Faced with a smothering and frustrating Italian defense in a must-win World Cup game Tuesday, the Uruguayan superstar responded with his front teeth.
It came at about the 80th minute when Suarez and Italy defender Giorgio Chiellini got tangled up in front of the Italy goal. The apparent chomp happened in an instant, but caught by television cameras, it became a worldwide sensation, and could lead to Suarez being kicked out of the World Cup.
The referee didn’t see a bite, and no foul was called despite Chiellini pleading and pulling down his jersey to show a red mark on his left shoulder.
About a minute later, Uruguay scored the winning goal in a 1-0 game that sent Italy home.
Uruguay will continue playing, but FIFA will investigate and may suspend Suarez, who has twice before been disciplined for biting opponents in league games.
FIFA officially announced an investigation early Wednesday, saying the Uruguayans had until late the next afternoon to present evidence. A ruling will be announced before Uruguay plays Colombia on Saturday.

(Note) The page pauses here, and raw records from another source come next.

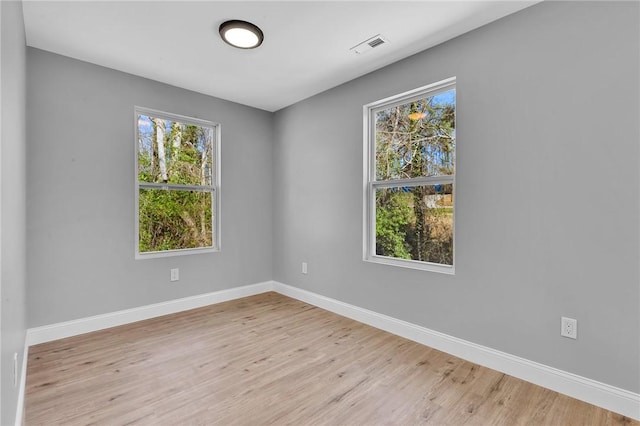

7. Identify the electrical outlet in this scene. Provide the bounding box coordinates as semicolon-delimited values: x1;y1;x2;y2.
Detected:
302;262;308;274
170;268;179;282
561;317;577;339
13;353;18;387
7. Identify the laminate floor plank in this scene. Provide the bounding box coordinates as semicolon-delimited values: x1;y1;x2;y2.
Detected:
25;292;638;425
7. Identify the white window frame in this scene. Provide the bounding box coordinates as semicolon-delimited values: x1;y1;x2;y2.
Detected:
134;106;221;259
363;77;456;274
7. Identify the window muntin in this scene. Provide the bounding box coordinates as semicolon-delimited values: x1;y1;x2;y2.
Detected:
135;107;220;258
364;78;455;273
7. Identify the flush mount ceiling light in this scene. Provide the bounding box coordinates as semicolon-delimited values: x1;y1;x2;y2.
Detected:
219;20;264;49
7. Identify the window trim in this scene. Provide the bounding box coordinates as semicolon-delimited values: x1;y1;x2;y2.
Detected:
362;77;456;274
134;106;221;259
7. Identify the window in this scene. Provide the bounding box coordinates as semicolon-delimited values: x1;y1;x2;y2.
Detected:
135;107;220;258
364;77;456;273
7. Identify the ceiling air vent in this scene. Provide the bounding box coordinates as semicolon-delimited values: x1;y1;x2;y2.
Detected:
350;34;388;55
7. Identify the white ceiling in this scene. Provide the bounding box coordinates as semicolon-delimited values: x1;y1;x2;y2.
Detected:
22;1;539;112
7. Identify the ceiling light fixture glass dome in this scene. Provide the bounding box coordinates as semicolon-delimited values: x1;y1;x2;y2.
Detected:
219;20;264;49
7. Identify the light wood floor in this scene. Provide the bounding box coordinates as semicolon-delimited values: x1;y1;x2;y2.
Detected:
26;292;637;425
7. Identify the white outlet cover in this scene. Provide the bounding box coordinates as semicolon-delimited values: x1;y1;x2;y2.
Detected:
561;317;577;339
13;353;18;387
170;268;179;281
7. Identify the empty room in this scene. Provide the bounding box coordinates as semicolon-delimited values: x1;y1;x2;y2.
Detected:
1;0;639;424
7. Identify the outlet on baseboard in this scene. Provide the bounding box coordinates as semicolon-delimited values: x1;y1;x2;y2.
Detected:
561;317;577;339
170;268;179;282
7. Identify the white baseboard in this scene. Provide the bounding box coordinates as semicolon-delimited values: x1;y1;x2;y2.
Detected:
22;279;639;421
26;281;274;346
273;281;640;421
14;340;28;426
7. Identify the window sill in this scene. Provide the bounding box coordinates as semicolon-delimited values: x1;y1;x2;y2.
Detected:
135;246;219;260
364;255;454;275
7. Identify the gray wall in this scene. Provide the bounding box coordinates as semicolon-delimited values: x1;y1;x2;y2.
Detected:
27;49;274;327
1;1;27;424
273;1;639;393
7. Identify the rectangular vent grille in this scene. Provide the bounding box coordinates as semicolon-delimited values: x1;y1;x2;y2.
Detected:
368;37;385;48
351;34;388;54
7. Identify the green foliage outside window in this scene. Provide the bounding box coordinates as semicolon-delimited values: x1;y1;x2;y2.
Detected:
138;189;213;253
137;113;216;254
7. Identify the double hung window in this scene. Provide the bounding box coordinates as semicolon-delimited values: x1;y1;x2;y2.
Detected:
364;78;456;273
135;107;220;258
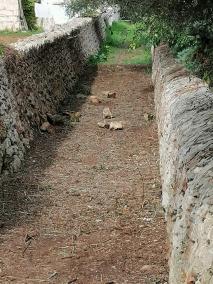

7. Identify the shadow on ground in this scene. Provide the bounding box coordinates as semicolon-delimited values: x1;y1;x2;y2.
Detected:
0;65;98;235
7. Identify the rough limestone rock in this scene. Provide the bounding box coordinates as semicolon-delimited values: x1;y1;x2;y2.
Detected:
109;121;123;130
102;91;117;98
89;96;101;105
153;45;213;284
103;107;113;119
40;122;52;133
97;121;110;129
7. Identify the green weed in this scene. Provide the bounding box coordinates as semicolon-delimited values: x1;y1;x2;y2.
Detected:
88;44;111;64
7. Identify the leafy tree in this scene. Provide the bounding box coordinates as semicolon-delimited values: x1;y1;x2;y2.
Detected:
66;0;107;16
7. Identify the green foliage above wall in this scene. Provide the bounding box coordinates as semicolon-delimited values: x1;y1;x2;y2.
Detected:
66;0;213;85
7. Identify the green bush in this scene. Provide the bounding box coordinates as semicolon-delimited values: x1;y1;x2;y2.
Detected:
88;44;111;64
105;21;147;49
21;0;37;30
136;16;213;86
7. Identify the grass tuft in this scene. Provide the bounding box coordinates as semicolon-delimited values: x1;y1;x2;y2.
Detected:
0;28;43;37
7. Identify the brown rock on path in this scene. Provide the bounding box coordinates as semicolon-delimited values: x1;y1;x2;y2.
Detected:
40;121;54;133
109;121;123;130
103;107;113;119
103;91;117;98
89;95;101;105
0;65;168;284
98;121;110;129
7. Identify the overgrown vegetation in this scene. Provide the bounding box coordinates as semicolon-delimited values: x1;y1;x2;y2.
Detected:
66;0;102;17
137;16;213;86
21;0;37;30
88;21;152;65
106;20;143;49
88;44;110;64
67;0;213;85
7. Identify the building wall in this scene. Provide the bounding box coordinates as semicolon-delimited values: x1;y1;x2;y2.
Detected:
35;1;69;26
0;0;21;31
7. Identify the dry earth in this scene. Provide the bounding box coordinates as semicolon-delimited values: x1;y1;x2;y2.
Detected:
0;34;33;45
0;65;168;283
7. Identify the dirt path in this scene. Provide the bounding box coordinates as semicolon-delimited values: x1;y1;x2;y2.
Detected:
0;32;40;46
0;35;26;45
0;65;168;284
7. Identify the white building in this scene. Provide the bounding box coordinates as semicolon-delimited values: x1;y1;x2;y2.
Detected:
35;0;70;31
0;0;23;30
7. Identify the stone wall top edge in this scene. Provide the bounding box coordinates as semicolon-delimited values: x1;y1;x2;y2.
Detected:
10;17;93;53
154;44;213;97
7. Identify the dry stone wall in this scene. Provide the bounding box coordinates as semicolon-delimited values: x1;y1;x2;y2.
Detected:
0;16;107;175
153;45;213;284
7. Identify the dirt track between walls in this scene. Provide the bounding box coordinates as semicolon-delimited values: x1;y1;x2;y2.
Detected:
0;65;168;284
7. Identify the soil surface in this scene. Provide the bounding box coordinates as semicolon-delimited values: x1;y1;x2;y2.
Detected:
105;48;150;66
0;65;168;283
0;34;31;45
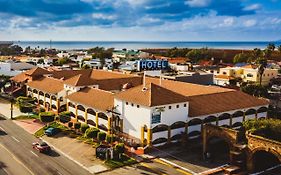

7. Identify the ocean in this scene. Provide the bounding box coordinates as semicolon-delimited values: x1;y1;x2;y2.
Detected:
13;41;281;50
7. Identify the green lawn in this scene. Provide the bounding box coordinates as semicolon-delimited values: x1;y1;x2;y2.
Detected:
14;114;39;120
105;154;137;169
34;122;68;137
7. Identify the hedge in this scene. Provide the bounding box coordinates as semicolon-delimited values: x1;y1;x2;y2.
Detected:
115;143;125;154
39;112;55;123
106;135;113;143
80;123;90;133
74;122;81;130
17;96;36;104
19;103;36;113
97;132;106;142
85;127;99;138
59;111;71;123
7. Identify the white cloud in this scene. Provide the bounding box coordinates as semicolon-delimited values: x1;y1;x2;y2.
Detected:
92;13;116;20
243;4;262;11
244;19;257;27
185;0;211;7
221;17;234;27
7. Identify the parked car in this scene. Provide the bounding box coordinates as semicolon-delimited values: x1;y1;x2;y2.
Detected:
45;127;60;136
32;142;51;153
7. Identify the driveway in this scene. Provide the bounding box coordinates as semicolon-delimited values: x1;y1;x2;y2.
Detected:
43;133;109;174
13;119;45;134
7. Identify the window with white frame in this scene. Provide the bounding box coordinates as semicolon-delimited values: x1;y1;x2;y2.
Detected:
151;112;161;124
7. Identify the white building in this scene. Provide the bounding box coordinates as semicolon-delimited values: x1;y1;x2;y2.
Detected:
0;61;35;76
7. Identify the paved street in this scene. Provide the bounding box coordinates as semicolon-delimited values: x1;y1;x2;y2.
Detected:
0;143;32;175
0;117;91;175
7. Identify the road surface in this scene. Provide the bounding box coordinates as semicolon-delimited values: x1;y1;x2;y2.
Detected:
0;116;91;175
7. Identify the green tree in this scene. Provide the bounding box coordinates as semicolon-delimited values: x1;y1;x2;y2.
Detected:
233;53;250;63
252;48;262;60
277;45;281;53
267;43;275;51
263;49;272;59
256;58;268;86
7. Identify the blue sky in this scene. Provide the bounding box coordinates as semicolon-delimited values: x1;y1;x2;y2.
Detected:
0;0;281;41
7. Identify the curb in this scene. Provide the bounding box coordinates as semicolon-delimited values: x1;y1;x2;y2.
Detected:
158;158;196;175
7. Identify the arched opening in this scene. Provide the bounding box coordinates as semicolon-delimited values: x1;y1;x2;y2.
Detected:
245;109;256;115
207;136;230;162
98;124;108;131
51;96;57;101
257;107;268;113
252;150;280;172
27;87;32;92
188;118;202;126
51;104;57;110
98;112;108;121
77;115;85;122
232;122;242;128
152;138;167;145
171;121;185;129
77;105;85;112
39;91;44;96
232;111;244;118
87;119;96;126
39;99;44;105
203;116;217;124
59;104;67;113
188;131;201;139
171;134;182;141
152;124;168;133
33;89;38;93
218;113;231;120
69;112;75;118
45;93;50;98
45;102;50;111
68;102;75;108
87;108;96;116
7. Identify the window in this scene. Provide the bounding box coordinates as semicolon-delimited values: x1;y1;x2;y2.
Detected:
137;105;139;108
151;113;161;124
184;104;187;107
247;73;253;77
169;106;172;109
223;72;227;75
176;105;179;108
131;103;134;107
268;74;270;76
126;102;128;105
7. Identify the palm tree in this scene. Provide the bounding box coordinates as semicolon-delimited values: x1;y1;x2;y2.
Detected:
257;58;268;86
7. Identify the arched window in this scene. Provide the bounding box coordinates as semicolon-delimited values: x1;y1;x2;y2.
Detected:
257;107;268;113
45;93;50;98
152;124;168;133
171;121;185;129
98;112;108;120
188;118;202;126
204;116;217;123
87;108;96;115
77;105;85;111
152;138;167;145
245;109;256;115
77;115;85;122
87;119;96;126
68;102;75;108
39;91;44;96
232;111;244;118
98;124;108;131
218;113;231;120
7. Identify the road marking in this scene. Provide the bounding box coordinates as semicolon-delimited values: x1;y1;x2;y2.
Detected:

Suarez didn’t confirm or deny the bite, but said he was angry that Chiellini - one of the best defenders in the world and known for his physical play - had hit him in the eye during the game.
“These are things that happen on the pitch, we were both in the area, he thrust his shoulder into me,” Suarez said in Spanish. “These things happen on the pitch, and we don’t have to give them so much (importance).”
Suarez, 27, should be celebrating a career year. After asking to be sold before the season, he stayed with Liverpool, won the scoring title and was named English Premier League’s player of the year.
Now, he’ll have to try to start rehabbing his reputation again.
Uruguay coach Oscar Tabarez and Suarez’s teammates immediately defended their star.
“I want to say that if he’s attacked, as it has begun in this press conference, we’ll also defend him, because this is a football World Cup, not of cheap morality,” said Tabarez, who said he didn’t see a bite.
Suarez was suspended following biting incidents in the Netherlands in 2010 and in England in 2013. He also was suspended for racially abusing an opponent. British tabloids have teasingly called him a vampire, and social media artists have had fun manipulating his photo into images of Dracula and Hannibal Lecter.
And he was responsible for one of the most talked-about moments of the 2010 World Cup, when he purposely used his hand to prevent a Ghana goal near the end of the quarterfinals. Suarez received a red card and was banned for the next game, but Ghana missed the penalty kick and was eliminated.